BOSH Stemcells to the rescue! When BOSH deploys a virtual machines, it combines a stemcell (a base OS image) with a set of packages (from BOSH releases) and attaches any persistent disks required from the underlying infrastructure. Stemcells are frequently updated and easily found at https://bosh.io/stemcells/ and we've put together a tutorial about BOSH at https://ultimateguidetobosh.com/.
If you've deployed your Kubernetes, Cloud Foundry, or services as BOSH deployments, you can simply upload the latest stemcell and roll these out with the help of Concourse pipelines to keep your operating systems patched and the security folks happy.
How do you monitor the health of Kubernetes, the underlying infrastructure, or the individual services that make up the platform or are bound to an application?
At Stark & Wayne, we've used serveral iterations of a tool called Prometheus for health monitoring and alerting. Using Node Exporter and BOSH Exporter, you get predefined dashboards for virtual machine statistics. There are dashboards and alerts for Kubernetes and Cloud Foundry populated with data from their corresponding experters. Insightful dashboards also exist for a diverse set of services such as PostgreSQL, MySQL, ElasticSearch, Ceph, Gluster, AWS ECS, fluentd, and even NRPE if you are feeling particularly nostalgic. A more comprehensive list of exporters can be found at: https://prometheus.io/docs/instrumenting/exporters/.
When a certificate expires, does it make a sound?

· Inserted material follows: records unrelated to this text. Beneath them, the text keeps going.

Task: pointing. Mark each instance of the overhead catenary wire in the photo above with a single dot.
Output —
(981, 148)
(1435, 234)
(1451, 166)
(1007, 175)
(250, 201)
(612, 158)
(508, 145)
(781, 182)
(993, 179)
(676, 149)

Yes, typically in the form of a PagerDuty alert and operators groaning in annoyance.
How do we keep an eye on certificates used in the platform and know when they are due to expire before they actually expire?
We've helped many organizations end their production outage by finding the expired certificate lurking somewhere on their platform. After helping clients do this more times than we care to admit, we created a tool called Doomsday. Simply point this at the tool which stores your certificates, Vault and CredHub are typical, scan the certificates and Doomsday will then display the expired and near expired certificates. With this vital piece of information, you can rotate your certificates BEFORE they expire and prevent the PagerDuty notification.